A range of macroeconomic factors influences the efficiency of business growth within hotel companies that operate in the global market. Such factors include employment, wages, prices, and interest rates. The level of employment is one of the primary factors that influence the demand for goods and services (Bellinger & Son, 2019). People who are employed and receive steady incomes tend to spend more on discretionary purchases. The primary objective of companies for expanding into the global market is to increase the customer base and profitability. The only way hotel companies can increase their customer bases in the global market is by attracting a large pool of customers for their products and services. For example, according to the IMF report, the rate of inflation in Venezuela at the end of 2018 was 80, 000% which is the highest in the world, due to political stability (Bellinger & Son, 2019). This means that there is, high poverty and unemployment rate in Venezuela, which ultimately contributes to a reduction in consumer purchasing power. Therefore, a hotel company may not expect to derive a broad customer base by establishing its operations in Caracas city in Venezuela, especially when it is offering premium products and services.
The world can be described as a global village where different places have different traditions and culture. According to Frink (2009), hotel companies may be prompted to alter their approaches and adapt to a different culture when they expand into another country.
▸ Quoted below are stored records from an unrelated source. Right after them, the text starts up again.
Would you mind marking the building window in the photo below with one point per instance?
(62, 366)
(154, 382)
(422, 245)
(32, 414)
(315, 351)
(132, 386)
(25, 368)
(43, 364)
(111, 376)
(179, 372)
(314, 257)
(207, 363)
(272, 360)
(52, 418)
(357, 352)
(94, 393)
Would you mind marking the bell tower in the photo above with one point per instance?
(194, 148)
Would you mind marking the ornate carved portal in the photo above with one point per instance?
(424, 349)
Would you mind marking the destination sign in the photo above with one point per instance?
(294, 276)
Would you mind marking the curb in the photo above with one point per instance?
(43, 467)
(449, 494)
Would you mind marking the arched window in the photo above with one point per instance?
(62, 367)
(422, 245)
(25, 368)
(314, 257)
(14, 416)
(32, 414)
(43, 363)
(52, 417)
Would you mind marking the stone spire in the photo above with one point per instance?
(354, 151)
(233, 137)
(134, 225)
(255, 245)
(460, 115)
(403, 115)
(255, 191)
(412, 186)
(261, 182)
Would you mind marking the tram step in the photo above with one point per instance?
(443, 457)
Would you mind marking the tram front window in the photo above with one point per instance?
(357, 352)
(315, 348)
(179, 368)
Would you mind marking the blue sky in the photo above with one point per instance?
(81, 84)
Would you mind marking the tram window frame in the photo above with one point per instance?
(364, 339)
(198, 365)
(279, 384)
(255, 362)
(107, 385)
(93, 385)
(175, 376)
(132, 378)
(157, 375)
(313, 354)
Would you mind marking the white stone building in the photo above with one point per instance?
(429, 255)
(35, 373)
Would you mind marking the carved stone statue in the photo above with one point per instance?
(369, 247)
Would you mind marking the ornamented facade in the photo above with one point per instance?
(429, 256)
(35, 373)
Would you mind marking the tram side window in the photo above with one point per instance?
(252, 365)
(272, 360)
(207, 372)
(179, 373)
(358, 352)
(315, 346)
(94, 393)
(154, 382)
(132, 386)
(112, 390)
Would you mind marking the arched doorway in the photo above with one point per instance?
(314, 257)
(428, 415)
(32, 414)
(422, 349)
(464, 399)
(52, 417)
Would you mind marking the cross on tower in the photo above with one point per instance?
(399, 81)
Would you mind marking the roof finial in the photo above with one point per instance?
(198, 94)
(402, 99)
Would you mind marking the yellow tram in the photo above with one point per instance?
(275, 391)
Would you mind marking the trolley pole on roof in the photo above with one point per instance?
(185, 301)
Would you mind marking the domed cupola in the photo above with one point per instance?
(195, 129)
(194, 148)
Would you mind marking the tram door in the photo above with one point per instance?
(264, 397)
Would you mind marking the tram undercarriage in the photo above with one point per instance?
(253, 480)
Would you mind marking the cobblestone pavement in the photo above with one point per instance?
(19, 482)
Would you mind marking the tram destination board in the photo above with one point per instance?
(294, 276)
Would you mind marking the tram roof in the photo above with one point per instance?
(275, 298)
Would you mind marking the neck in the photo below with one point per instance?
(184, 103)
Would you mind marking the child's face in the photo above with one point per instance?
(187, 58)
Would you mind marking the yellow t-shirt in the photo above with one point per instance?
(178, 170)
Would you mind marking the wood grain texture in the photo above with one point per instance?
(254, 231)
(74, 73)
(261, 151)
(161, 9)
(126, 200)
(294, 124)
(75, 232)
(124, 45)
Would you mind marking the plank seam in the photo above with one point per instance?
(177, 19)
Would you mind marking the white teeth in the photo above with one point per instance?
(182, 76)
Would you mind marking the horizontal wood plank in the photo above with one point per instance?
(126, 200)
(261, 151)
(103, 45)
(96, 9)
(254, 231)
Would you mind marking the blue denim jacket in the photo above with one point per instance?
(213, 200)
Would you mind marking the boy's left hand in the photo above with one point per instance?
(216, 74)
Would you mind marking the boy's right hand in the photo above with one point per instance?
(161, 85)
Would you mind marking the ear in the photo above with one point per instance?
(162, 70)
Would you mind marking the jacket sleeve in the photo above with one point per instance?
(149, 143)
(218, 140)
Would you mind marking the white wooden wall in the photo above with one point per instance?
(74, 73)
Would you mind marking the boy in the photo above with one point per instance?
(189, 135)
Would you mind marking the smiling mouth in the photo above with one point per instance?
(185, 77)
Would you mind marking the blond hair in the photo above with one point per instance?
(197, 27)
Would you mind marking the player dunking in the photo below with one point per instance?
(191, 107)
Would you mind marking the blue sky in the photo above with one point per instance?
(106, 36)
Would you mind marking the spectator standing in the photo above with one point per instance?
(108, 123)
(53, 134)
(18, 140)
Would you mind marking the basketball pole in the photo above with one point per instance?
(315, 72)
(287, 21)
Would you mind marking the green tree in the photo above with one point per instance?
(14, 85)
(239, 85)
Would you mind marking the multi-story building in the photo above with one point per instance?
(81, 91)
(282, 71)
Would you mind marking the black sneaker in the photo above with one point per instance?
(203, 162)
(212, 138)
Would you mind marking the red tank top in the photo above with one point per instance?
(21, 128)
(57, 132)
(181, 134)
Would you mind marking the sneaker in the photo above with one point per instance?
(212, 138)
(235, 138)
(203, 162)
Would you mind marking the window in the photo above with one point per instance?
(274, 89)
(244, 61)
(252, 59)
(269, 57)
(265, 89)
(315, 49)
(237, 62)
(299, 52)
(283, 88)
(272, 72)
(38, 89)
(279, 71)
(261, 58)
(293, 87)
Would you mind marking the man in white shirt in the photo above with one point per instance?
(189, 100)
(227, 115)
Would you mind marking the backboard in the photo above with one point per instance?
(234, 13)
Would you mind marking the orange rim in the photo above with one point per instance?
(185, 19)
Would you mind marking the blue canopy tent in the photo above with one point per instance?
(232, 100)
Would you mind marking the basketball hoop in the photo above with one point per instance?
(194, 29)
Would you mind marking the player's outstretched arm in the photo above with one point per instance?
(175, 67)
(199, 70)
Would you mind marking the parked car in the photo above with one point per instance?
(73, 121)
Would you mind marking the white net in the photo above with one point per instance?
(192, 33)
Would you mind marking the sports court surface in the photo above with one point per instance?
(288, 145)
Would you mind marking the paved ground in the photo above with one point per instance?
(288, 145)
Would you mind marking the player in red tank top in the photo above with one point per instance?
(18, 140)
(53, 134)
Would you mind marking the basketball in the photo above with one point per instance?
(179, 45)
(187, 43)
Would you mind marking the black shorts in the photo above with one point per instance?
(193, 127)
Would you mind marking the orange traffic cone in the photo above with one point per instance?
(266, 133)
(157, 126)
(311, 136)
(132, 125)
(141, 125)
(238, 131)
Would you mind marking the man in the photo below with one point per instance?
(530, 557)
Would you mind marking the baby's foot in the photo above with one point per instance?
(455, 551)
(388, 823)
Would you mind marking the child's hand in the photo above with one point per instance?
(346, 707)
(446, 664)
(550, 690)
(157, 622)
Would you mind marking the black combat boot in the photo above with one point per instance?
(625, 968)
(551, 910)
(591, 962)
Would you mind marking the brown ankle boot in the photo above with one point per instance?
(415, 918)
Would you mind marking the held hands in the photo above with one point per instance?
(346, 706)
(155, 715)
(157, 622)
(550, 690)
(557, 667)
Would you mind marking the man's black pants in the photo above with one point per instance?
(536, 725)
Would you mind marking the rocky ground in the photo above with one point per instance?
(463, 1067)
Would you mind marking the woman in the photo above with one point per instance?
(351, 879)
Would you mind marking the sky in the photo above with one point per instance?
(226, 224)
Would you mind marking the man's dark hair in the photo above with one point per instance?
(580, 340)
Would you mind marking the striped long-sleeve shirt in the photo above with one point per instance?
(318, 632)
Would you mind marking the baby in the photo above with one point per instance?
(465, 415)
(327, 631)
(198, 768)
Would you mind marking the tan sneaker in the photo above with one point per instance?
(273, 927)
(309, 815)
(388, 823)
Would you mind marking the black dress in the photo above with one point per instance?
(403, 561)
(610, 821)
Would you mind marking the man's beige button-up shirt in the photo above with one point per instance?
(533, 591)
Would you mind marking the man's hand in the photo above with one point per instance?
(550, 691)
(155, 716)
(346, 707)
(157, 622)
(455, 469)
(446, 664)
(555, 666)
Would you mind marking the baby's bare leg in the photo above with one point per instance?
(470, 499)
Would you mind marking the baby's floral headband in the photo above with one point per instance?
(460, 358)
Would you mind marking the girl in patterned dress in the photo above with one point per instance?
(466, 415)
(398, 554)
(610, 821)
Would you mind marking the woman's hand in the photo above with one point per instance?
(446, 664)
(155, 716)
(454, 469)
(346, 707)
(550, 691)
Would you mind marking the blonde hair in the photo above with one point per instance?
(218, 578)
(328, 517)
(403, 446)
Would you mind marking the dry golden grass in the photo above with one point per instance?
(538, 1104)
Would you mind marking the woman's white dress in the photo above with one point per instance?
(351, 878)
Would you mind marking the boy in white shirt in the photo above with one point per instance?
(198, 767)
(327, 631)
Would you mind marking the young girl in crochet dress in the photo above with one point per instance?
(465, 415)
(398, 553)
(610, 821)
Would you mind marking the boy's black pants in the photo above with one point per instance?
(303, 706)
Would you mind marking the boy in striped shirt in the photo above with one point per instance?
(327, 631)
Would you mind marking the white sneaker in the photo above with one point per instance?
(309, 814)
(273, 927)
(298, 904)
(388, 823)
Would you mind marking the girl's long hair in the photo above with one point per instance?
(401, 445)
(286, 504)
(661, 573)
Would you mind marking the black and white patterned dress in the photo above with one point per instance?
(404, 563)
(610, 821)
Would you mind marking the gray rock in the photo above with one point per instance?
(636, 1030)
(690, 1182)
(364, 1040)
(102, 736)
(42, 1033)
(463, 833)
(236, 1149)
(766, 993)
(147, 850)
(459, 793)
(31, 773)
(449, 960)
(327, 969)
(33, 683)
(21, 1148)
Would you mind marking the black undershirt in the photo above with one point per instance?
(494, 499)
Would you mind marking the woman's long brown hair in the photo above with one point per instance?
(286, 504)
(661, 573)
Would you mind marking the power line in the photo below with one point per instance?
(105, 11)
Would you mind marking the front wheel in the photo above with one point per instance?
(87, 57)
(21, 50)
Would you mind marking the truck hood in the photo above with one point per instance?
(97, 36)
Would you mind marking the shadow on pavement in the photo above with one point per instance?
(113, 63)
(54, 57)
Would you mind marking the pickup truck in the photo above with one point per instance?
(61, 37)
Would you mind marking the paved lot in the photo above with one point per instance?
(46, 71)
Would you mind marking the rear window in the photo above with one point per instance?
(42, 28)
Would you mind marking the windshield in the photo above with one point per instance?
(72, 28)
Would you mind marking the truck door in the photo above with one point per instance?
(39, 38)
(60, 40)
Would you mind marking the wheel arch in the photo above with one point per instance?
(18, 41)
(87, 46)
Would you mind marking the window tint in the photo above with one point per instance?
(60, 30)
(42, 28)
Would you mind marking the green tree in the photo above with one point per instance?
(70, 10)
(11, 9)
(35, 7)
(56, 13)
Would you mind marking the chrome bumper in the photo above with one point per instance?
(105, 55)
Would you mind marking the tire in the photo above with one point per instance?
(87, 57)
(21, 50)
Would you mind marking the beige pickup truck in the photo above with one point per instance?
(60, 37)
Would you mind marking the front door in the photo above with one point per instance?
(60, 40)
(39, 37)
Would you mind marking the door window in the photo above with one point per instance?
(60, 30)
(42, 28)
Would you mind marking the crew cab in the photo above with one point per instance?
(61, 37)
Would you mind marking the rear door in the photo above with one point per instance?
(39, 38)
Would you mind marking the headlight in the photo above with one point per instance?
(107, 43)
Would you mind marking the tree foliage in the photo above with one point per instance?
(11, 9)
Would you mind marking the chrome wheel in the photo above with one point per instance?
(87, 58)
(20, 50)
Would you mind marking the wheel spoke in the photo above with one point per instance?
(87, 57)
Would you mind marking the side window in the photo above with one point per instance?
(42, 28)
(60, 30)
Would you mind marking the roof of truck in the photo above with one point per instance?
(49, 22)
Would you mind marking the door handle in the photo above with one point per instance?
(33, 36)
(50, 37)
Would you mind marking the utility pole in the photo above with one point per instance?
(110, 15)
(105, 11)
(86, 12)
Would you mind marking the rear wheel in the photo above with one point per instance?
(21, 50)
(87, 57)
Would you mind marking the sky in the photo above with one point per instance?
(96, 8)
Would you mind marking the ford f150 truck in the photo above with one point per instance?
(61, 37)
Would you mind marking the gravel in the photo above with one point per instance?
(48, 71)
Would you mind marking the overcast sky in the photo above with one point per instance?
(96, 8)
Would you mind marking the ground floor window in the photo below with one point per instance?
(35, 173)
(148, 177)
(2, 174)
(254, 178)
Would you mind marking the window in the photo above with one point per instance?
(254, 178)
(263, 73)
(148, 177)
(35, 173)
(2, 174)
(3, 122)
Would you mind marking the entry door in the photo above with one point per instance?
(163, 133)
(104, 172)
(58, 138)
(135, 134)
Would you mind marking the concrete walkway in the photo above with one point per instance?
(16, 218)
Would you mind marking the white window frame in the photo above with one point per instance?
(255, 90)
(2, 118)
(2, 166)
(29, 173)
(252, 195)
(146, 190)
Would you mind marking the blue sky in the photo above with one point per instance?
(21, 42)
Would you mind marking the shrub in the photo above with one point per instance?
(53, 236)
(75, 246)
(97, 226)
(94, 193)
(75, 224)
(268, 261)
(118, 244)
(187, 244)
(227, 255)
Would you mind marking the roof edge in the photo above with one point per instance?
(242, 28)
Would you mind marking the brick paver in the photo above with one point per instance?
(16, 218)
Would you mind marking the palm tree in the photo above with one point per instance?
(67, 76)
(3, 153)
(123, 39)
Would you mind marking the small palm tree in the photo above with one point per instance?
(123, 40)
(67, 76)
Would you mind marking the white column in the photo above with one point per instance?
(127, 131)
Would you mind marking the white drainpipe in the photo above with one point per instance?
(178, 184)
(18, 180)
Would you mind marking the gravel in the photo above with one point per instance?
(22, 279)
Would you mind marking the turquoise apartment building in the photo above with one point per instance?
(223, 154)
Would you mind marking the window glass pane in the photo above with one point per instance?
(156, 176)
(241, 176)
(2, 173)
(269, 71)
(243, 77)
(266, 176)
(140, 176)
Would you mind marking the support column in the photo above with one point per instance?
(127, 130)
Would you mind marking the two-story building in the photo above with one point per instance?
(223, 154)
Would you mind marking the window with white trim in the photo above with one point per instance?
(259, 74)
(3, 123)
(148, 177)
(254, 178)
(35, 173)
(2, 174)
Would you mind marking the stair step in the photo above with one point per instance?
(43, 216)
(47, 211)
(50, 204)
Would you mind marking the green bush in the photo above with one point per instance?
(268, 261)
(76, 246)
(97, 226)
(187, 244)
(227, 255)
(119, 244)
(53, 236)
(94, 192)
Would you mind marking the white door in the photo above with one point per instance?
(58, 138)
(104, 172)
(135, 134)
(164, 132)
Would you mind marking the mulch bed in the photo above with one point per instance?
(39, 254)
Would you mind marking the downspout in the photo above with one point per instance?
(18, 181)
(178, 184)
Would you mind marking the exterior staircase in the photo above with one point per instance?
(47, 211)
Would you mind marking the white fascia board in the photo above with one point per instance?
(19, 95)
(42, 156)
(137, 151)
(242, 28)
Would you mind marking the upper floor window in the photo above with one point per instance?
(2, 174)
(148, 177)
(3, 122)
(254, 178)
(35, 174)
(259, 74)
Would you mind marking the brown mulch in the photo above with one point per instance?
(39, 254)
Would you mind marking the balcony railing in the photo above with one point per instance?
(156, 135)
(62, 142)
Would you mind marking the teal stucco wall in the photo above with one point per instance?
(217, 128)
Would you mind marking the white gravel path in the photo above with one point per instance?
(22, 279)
Expanding to a country with an entirely different culture may be a significant risk to many organizations because they have to understand the cultural values and norms of the people living in that country including the types of foods prohibited by religion or local laws, the language spoken by the natives, and the preferred leisure activities. For example, Indians don’t eat beef. Alcohol is not allowed by Muslim societies while gambling is prohibited in many countries. Frink (2009) also argued that hotel companies must appreciate the language and currency differences in different countries if they need to operate profitably. For instance, the Hilton Tokyo Bay Hotel situated in Japan cannot employ many English speaking waiters and receptionists who cannot understand Japanese language to serve local Japanese guests. They must have employees who understand the Japanese language to serve the guests.
Bellinger, N., & Son, B. (2019). Is Authoritarianism Bad for the Economy? Ask Venezuela–or Hungary or Turkey. The Conversation.
Frink, D. (2009). Globalization in the Hospitality Industry. Consortium Journal of Hospitality & Tourism, 13(2), 79-88
ZhenJia, Z. (2005). Impacts of Globalisation on Hotel Companies’ Internal Operation Environment. Canadian Social Science, 1(3).